Acronymble
- Designers: Steven May
- Publishers: Acronymwits Ltd.
- Publication: 1991
- Genres: Family word game

= Acronymble =

1991 board game

Acronymble is a board game published by Acronymwits in 1991 that involves making amusing acronyms. It was also the name of a game show spoof based on the game that aired on public access television in the 1990s.

==Description==
Acronymble is a game for 3–8 players that challenges players to move their token around a game board by creating acronyms (known as "noodles") from a random sequence of letters.

===Components===
The game box comes with a game board, a timer, two decks of cards ("Length" and "Composition"), tokens and a small cloth bag of letter tiles.

===Gameplay===
One player is chosen as the "Nymwit" for the round. The Nymwit:
1. Draws a card from the Composition card to determine the conditions for answer composition.
2. Draws a Length card to determine how many letter tiles to draw (from 3 to 7).
3. Rolls a die to determine how many minutes the players have.
4. Draws the proper number of letter tiles from the bag. These are the letters that all players must use in the order they were drawn.
The Nymwit then starts the timer to start the round. All players except the Nymwit then must make a "noodle" (acronym) from the letters drawn, in the order they were drawn.

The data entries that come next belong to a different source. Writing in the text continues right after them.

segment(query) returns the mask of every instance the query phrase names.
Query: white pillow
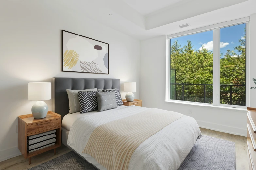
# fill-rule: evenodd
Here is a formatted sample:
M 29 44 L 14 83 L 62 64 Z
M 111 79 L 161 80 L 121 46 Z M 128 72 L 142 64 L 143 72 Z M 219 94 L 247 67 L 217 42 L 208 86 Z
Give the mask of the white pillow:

Example: The Nymwit draws the letters E U M G. One player might come up with "Elvis Unglued My Grandfather", and another, "Eek!!! Ugly Man-eating Gerbils!"

The Composition card drawn may have an effect on play. There are four possible cards:
1. The usual play
2. Nonsense Word: The players must add a nonsense word to their noodle.
3. All the Same Letter: Only one letter is drawn, and all words in the noodle must start with the letter (e.g. S.S.S.S.S.)
4. A starting letter and a length are given. Players then must come up with a word of that length that starts with that letter, and then construct a noodle from the word. Example: A 6-letter word that starts with "G". One player might choose the word "GIGGLE" and then compose the noodle Granny Is Glowing, Growing Little Eggplants.

When the timer goes off, players vote for their favorite acronym using a blind voting process where they are not allowed to vote for their own noodle. Votes are counted by the Nymwit, and players' tokens are moved along the game board according to the number of votes received.

The next player becomes the Nymwit and play continues.

===Victory conditions===
The first player to have their token cross the finish line is the winner.

==Publication history==
Acronymble was designed by Steven May, who founded Acronymwits Inc. and published the game in 1991.

===Television show===
Steven May produced a game show spoof based on Acronymble that he hosted using the pseudonym "Mr. E. Nymwit." The show, co-hosted and directed by Daniel Small, aired on Pittsfield Public Access Television and won the Massachusetts Cable Commission award for "Best Entertainment and Variety Show" in 1997.

==Reception==
Martha Cheney, in her book "How to Develop Your Child's Gifts and Talents in Vocabulary", commented, "There is no winner or loser, only lots of laughs and mental exercise."

Bernard de Koven, writing for Deep Fun, called it "most definitely a party game, and most assuredly a game that will make you laugh." de Koven also noted, "The rules are written with enough humor and playfulness to keep people from taking the rules too seriously – there are constant invitations to make up your own rules, suggestions like 'If a player doesn’t finish in time, don’t disqualify them (maybe drum your fingers or whistle a bit).'" de Koven concluded, "Whistle and drum we did. Laugh a lot we also did. Major FUN was most definitely had."